The Ironbridge Power station closed in 2015 and the site was decommissioned by Uniper until sold to the Harworth Group in June 2018. Regeneration of the site is set to include approximately 1000 new homes with the potential of the reopening of a train station on the site. Both Telford Steam Railway and National Rail have expressed interest in the reintroduction of both heritage and passenger services to the site using the disused tracks, which currently links the power station to the Birmingham-Shrewsbury line near Telford. Harworth Group's planning proposal was initially rejected by Shropshire Council in August 2021 over a number of issues including the level of guaranteed affordable housing, but was granted in September 2021 after amended proposals were submitted.

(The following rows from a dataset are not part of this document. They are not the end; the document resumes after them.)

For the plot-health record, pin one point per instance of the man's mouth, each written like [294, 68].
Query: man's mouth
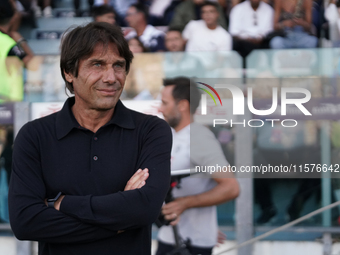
[108, 92]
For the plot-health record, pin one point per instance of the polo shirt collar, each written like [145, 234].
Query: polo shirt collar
[65, 120]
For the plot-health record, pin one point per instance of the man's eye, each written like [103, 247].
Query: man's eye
[118, 66]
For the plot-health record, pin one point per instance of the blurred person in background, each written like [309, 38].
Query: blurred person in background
[45, 6]
[293, 25]
[249, 23]
[191, 10]
[137, 17]
[207, 34]
[194, 207]
[14, 52]
[120, 6]
[104, 13]
[176, 61]
[76, 4]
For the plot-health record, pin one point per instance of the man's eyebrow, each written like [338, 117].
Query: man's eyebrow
[120, 62]
[96, 60]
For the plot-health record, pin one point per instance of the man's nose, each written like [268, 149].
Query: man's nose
[109, 76]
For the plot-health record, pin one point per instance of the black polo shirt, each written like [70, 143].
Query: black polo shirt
[55, 154]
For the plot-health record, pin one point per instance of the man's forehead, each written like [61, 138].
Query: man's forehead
[173, 34]
[105, 51]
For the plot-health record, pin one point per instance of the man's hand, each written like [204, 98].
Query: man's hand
[173, 210]
[57, 203]
[137, 180]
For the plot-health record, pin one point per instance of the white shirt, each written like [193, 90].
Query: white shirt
[247, 23]
[198, 224]
[332, 13]
[201, 38]
[149, 38]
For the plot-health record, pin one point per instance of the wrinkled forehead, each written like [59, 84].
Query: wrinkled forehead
[104, 50]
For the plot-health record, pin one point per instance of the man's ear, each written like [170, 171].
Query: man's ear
[68, 77]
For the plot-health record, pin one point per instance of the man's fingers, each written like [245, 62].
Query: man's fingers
[171, 216]
[136, 181]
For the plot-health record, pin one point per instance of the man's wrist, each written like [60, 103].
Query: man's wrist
[58, 202]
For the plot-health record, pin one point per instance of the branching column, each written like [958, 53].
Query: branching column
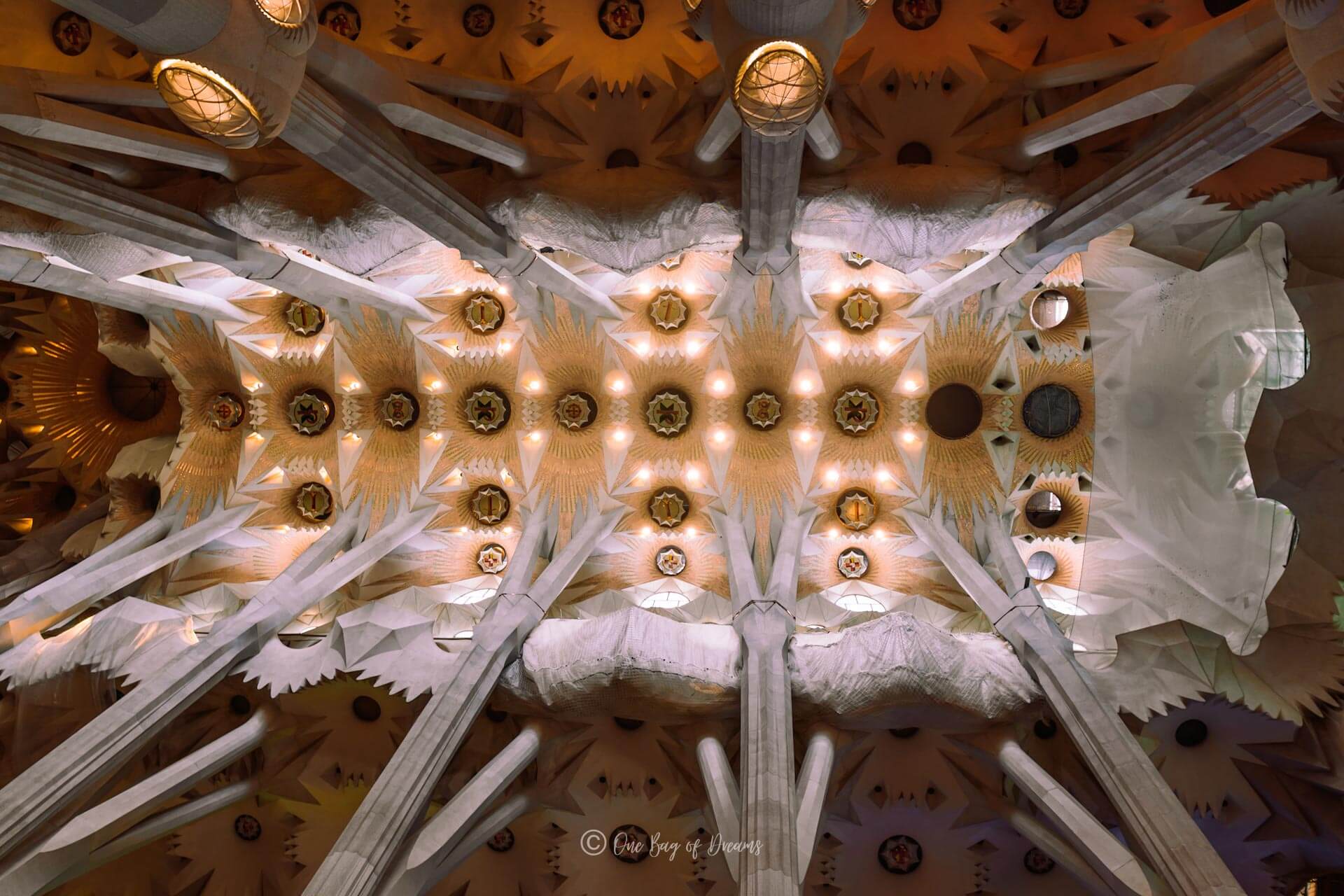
[1155, 821]
[89, 757]
[397, 802]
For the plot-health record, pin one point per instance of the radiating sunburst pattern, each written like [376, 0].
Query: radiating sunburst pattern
[960, 472]
[204, 465]
[64, 390]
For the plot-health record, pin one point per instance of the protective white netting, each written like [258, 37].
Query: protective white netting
[315, 211]
[102, 254]
[898, 660]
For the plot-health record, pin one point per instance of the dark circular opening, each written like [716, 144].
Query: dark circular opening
[64, 498]
[1219, 7]
[914, 153]
[1191, 732]
[1051, 412]
[134, 397]
[1066, 156]
[248, 828]
[622, 159]
[953, 412]
[366, 708]
[1043, 510]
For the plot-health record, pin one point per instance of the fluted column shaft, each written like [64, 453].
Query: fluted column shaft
[89, 757]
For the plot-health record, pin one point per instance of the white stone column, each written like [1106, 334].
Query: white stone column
[99, 827]
[765, 624]
[724, 798]
[441, 834]
[1108, 858]
[400, 797]
[125, 561]
[38, 558]
[94, 752]
[813, 780]
[1155, 821]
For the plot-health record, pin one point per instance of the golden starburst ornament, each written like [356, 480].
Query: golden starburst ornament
[857, 410]
[670, 508]
[304, 317]
[484, 314]
[859, 311]
[857, 510]
[670, 312]
[762, 410]
[668, 413]
[314, 501]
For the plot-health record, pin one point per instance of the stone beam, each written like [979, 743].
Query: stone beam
[83, 762]
[131, 558]
[396, 805]
[1155, 821]
[99, 827]
[134, 293]
[765, 624]
[1269, 102]
[441, 834]
[354, 73]
[722, 789]
[365, 152]
[38, 556]
[156, 828]
[1108, 858]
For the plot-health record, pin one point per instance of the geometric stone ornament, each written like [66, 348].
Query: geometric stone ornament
[1051, 412]
[492, 559]
[484, 314]
[853, 564]
[314, 501]
[670, 508]
[668, 312]
[305, 318]
[502, 840]
[671, 561]
[620, 19]
[1034, 860]
[778, 88]
[631, 844]
[859, 311]
[899, 855]
[226, 412]
[342, 18]
[917, 15]
[575, 410]
[489, 505]
[668, 413]
[762, 410]
[311, 412]
[857, 510]
[857, 412]
[401, 410]
[487, 410]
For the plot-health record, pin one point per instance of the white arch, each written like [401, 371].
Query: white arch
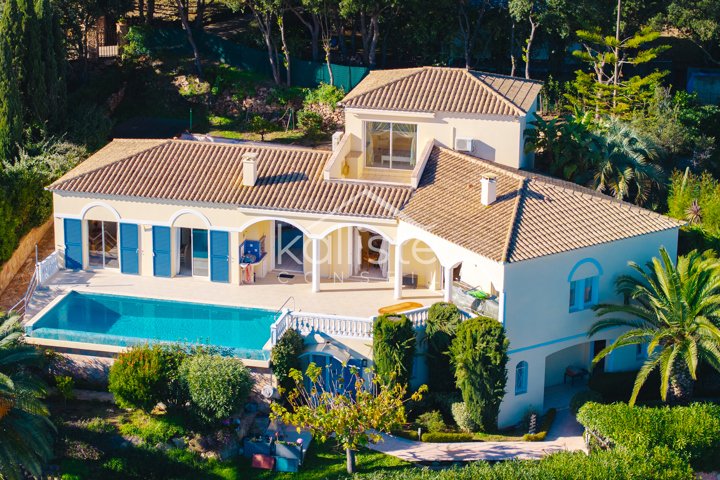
[252, 222]
[188, 211]
[107, 206]
[358, 225]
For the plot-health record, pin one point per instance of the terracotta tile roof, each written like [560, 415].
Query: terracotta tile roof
[288, 179]
[440, 89]
[533, 215]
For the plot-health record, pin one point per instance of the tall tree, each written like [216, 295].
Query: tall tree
[26, 431]
[675, 311]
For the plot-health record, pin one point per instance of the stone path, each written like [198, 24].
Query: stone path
[565, 434]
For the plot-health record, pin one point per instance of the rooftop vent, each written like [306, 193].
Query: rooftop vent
[488, 188]
[249, 168]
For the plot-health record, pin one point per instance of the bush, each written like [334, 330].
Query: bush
[447, 437]
[443, 320]
[285, 355]
[656, 464]
[462, 417]
[693, 431]
[581, 398]
[432, 421]
[218, 386]
[540, 435]
[152, 429]
[393, 348]
[324, 94]
[137, 377]
[479, 354]
[310, 123]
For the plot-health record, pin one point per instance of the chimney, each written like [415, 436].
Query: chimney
[249, 168]
[488, 188]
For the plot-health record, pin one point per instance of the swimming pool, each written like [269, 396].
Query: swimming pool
[126, 321]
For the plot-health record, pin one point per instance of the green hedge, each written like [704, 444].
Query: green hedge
[657, 464]
[693, 431]
[548, 420]
[393, 348]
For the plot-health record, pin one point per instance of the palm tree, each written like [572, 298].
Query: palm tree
[626, 168]
[26, 433]
[675, 310]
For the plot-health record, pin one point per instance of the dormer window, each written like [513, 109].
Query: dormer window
[390, 145]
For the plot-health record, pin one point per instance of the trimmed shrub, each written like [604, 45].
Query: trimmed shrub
[581, 398]
[218, 386]
[138, 377]
[393, 348]
[693, 431]
[540, 435]
[462, 417]
[447, 437]
[479, 354]
[285, 356]
[310, 122]
[443, 320]
[432, 421]
[656, 464]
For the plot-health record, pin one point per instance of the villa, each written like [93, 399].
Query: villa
[427, 195]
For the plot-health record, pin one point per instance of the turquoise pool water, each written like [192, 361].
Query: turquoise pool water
[125, 321]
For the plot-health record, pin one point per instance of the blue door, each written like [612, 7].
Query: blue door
[73, 243]
[219, 256]
[129, 248]
[161, 251]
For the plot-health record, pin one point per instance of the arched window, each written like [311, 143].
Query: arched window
[584, 280]
[521, 378]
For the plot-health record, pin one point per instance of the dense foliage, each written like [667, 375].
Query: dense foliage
[393, 348]
[674, 309]
[691, 432]
[217, 386]
[479, 355]
[285, 356]
[443, 320]
[25, 429]
[354, 416]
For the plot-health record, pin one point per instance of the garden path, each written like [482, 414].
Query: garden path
[564, 435]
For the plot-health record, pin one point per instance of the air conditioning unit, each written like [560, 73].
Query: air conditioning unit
[463, 144]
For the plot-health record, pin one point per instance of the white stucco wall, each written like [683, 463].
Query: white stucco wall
[537, 317]
[495, 138]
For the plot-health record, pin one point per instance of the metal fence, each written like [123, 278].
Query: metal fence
[304, 73]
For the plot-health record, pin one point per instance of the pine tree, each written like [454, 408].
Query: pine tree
[10, 102]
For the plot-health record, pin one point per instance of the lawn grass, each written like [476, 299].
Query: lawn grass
[97, 427]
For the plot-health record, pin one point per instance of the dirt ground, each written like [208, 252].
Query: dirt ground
[17, 287]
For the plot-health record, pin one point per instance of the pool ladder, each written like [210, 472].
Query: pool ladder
[287, 300]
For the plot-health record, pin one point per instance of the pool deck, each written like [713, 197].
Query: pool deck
[351, 298]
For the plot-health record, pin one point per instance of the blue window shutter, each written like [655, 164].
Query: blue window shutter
[129, 248]
[73, 244]
[219, 256]
[161, 251]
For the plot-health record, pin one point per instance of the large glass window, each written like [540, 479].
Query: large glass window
[102, 244]
[390, 145]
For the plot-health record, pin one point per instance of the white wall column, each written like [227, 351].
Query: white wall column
[447, 290]
[398, 271]
[315, 265]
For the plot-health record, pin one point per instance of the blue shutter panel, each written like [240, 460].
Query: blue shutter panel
[161, 251]
[219, 256]
[73, 243]
[129, 248]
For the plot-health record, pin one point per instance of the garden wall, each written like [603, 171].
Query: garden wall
[23, 250]
[304, 73]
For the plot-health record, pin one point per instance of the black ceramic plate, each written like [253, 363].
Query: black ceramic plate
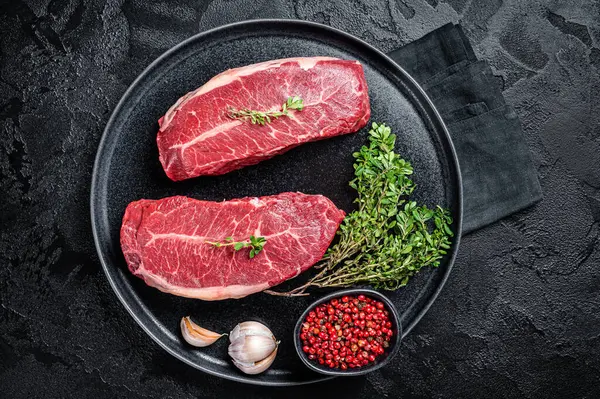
[127, 169]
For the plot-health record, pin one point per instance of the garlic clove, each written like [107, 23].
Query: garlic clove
[249, 328]
[196, 335]
[252, 348]
[256, 367]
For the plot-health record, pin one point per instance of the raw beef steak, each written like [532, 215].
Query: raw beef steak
[198, 137]
[165, 242]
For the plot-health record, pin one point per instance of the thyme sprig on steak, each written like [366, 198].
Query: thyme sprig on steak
[255, 244]
[264, 117]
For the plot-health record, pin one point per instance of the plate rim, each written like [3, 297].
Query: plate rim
[300, 23]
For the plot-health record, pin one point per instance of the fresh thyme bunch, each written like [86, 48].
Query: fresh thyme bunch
[388, 238]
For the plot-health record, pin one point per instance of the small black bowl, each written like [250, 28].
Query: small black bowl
[380, 361]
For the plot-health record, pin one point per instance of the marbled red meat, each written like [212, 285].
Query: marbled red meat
[166, 242]
[197, 137]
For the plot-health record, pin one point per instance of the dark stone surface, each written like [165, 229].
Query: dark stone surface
[520, 314]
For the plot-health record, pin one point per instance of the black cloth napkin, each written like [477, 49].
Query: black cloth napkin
[499, 177]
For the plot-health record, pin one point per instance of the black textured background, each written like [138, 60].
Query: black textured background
[520, 315]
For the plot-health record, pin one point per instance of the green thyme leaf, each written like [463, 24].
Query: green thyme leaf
[264, 117]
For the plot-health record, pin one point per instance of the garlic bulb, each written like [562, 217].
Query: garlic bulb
[249, 328]
[196, 335]
[253, 347]
[256, 367]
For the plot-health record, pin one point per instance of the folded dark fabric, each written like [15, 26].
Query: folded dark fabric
[472, 84]
[499, 177]
[496, 167]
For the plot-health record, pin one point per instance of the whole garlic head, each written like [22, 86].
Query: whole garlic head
[253, 347]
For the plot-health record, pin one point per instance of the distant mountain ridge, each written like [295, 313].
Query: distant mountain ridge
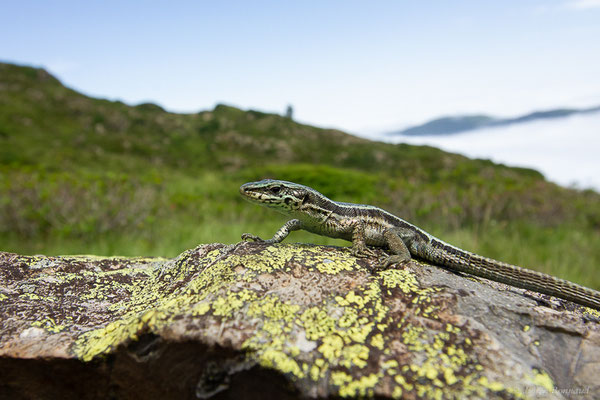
[463, 123]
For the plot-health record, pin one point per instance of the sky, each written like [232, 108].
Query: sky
[355, 65]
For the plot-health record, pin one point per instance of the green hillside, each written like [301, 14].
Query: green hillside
[85, 175]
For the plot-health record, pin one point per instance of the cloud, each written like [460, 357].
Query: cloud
[582, 4]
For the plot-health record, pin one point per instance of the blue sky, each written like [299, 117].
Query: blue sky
[356, 65]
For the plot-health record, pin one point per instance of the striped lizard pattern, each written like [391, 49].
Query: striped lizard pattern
[365, 225]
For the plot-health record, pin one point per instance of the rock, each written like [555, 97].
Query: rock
[282, 321]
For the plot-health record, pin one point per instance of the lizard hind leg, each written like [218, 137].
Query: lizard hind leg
[400, 253]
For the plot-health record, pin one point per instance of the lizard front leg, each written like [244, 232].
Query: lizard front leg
[359, 246]
[282, 233]
[400, 253]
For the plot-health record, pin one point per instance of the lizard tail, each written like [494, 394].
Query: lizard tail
[459, 260]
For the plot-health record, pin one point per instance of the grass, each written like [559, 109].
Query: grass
[90, 176]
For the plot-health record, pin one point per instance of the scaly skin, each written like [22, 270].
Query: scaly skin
[371, 226]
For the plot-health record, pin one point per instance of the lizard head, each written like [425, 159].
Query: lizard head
[285, 197]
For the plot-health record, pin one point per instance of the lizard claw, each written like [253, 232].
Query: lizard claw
[363, 252]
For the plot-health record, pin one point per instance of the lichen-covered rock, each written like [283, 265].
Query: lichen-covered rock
[283, 321]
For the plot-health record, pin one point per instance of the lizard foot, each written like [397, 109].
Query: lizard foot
[395, 259]
[363, 252]
[248, 237]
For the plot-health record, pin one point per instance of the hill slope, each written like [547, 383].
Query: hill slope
[86, 175]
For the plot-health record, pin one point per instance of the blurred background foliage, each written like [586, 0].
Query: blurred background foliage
[84, 175]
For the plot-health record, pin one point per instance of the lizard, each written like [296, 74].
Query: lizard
[365, 225]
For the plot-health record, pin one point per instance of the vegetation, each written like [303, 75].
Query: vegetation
[85, 175]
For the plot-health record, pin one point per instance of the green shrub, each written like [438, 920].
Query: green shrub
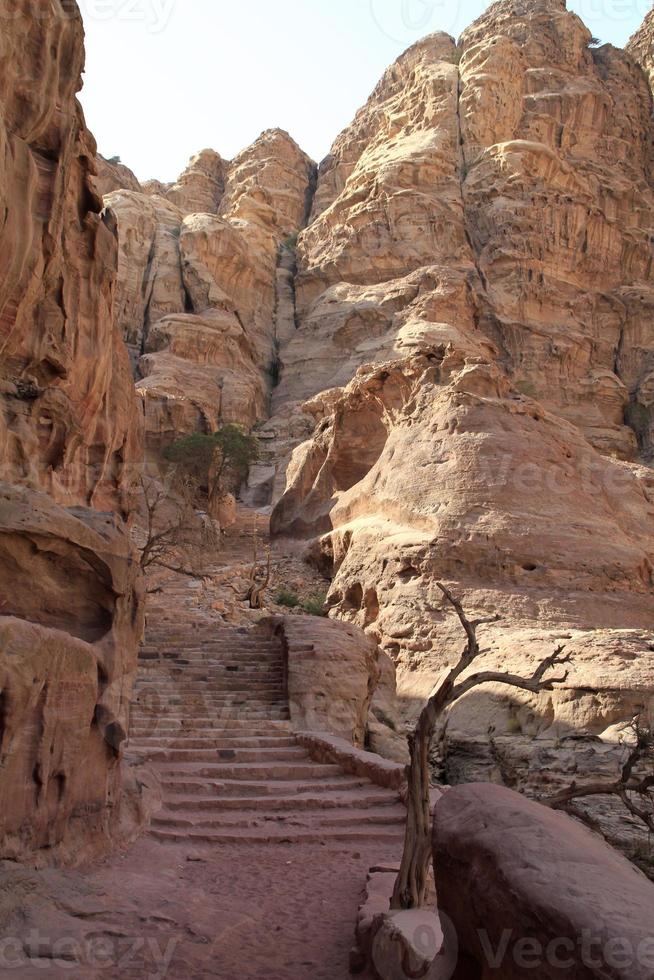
[219, 461]
[287, 598]
[315, 605]
[527, 388]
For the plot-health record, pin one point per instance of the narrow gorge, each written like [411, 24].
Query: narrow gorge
[441, 341]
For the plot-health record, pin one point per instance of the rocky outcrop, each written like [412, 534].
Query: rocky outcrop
[71, 604]
[200, 188]
[332, 672]
[475, 351]
[112, 175]
[529, 890]
[205, 284]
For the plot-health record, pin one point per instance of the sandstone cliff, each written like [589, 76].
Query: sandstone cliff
[204, 296]
[71, 601]
[476, 352]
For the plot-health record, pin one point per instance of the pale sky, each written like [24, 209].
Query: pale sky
[166, 78]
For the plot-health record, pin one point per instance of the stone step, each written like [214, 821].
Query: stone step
[281, 835]
[177, 688]
[225, 726]
[238, 756]
[252, 772]
[224, 668]
[235, 742]
[194, 785]
[319, 799]
[236, 710]
[389, 817]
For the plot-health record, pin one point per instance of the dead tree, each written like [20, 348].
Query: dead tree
[411, 885]
[635, 791]
[258, 584]
[171, 526]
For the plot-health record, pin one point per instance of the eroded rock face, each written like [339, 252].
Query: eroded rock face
[112, 175]
[205, 285]
[70, 443]
[475, 348]
[200, 188]
[527, 889]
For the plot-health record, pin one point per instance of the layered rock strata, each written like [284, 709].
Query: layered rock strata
[475, 354]
[71, 602]
[205, 286]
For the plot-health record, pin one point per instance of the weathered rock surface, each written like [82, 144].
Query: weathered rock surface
[200, 188]
[475, 348]
[530, 890]
[112, 175]
[332, 673]
[205, 284]
[71, 605]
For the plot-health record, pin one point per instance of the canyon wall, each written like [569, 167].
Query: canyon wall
[204, 296]
[475, 355]
[451, 330]
[71, 603]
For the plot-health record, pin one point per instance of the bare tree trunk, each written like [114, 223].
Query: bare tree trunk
[411, 885]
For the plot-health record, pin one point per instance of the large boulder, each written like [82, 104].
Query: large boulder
[531, 892]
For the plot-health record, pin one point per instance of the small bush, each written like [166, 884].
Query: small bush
[287, 598]
[527, 388]
[315, 605]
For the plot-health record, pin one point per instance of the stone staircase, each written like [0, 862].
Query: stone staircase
[211, 716]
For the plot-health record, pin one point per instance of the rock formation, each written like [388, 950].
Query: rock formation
[71, 603]
[112, 175]
[475, 354]
[205, 290]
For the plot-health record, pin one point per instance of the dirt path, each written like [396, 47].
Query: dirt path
[186, 901]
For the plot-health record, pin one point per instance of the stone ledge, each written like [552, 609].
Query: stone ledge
[323, 747]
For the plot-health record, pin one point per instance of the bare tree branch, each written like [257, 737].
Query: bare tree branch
[628, 788]
[411, 885]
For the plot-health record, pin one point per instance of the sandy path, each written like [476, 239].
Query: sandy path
[170, 912]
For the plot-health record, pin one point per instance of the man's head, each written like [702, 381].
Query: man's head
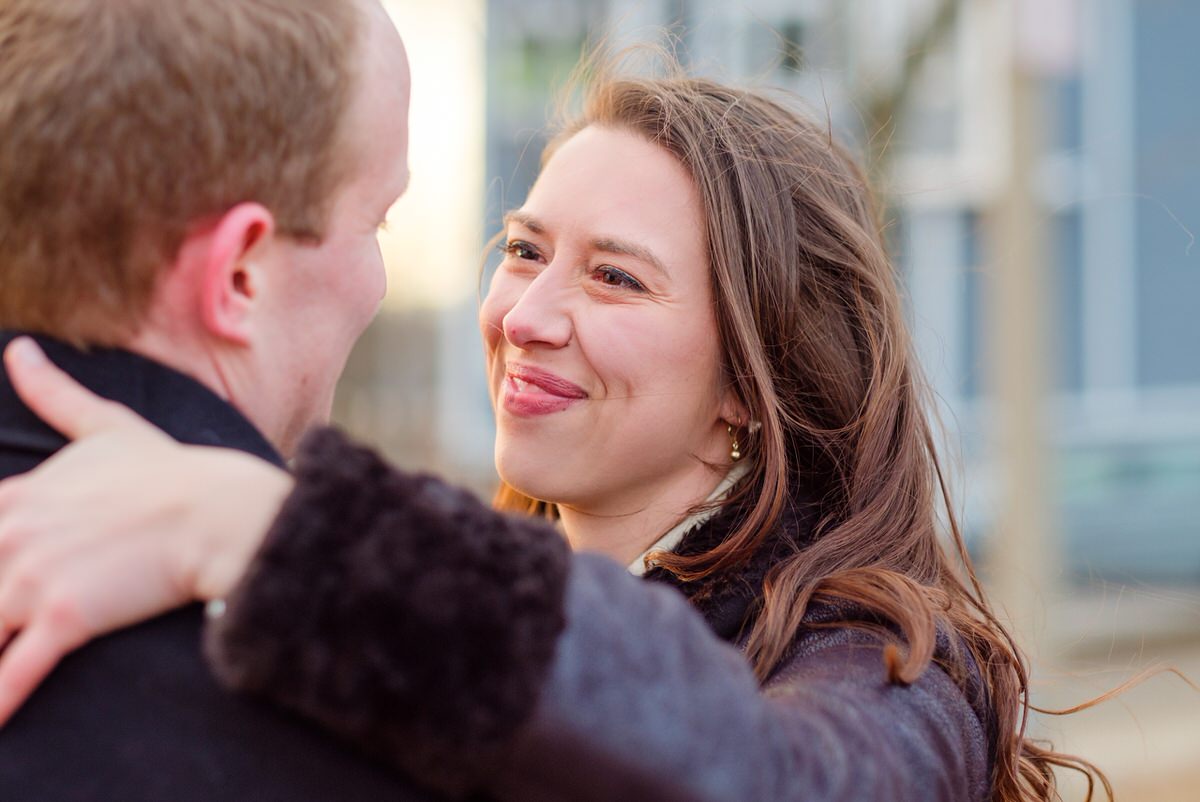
[202, 180]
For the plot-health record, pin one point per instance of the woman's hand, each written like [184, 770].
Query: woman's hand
[120, 526]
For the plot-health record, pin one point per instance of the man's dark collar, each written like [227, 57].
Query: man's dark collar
[172, 401]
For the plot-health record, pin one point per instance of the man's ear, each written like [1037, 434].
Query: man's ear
[231, 270]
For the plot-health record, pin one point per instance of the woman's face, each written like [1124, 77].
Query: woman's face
[601, 342]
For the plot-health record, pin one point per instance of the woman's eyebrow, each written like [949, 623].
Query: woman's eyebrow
[601, 244]
[525, 219]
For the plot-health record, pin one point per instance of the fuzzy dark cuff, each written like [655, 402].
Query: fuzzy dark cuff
[397, 611]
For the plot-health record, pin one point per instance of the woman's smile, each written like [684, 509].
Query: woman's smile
[529, 391]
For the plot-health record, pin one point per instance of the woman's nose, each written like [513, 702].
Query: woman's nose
[539, 317]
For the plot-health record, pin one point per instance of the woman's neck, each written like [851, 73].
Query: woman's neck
[625, 527]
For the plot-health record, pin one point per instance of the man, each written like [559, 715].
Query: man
[189, 196]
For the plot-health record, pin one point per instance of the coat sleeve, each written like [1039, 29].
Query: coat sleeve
[475, 652]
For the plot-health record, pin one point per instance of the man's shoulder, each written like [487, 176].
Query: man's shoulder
[175, 402]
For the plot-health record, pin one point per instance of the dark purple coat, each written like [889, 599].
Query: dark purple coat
[474, 651]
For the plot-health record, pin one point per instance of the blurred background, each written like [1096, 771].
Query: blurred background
[1039, 162]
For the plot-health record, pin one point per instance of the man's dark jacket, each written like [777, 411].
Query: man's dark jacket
[137, 714]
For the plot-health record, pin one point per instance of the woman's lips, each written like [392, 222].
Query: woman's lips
[533, 391]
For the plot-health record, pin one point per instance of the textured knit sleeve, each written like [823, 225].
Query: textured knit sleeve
[473, 651]
[397, 611]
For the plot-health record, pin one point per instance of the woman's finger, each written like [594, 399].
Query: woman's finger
[57, 397]
[29, 658]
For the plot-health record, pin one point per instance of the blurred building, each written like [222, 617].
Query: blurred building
[1074, 118]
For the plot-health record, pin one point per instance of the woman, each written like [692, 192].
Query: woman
[700, 367]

In March 2020, a bid was made to the Restoring Your Railway Fund to get funds for a feasibility study into reinstating the line from Wolverhampton to Ironbridge. In March 2021 a bid was made to the Restoring Your Railway fund for money to strengthen and develop the case for plans to reinstate the former Ironbridge to Bridgnorth line. Both bids were unsuccessful.

During 2021 part of the former railway line at the site was recommissioned and buildings, platform and other infrastructure features were installed to act as a marketing facility for the Revolution Very Light Rail (RVLR) Demonstrator vehicle announced in October 2021.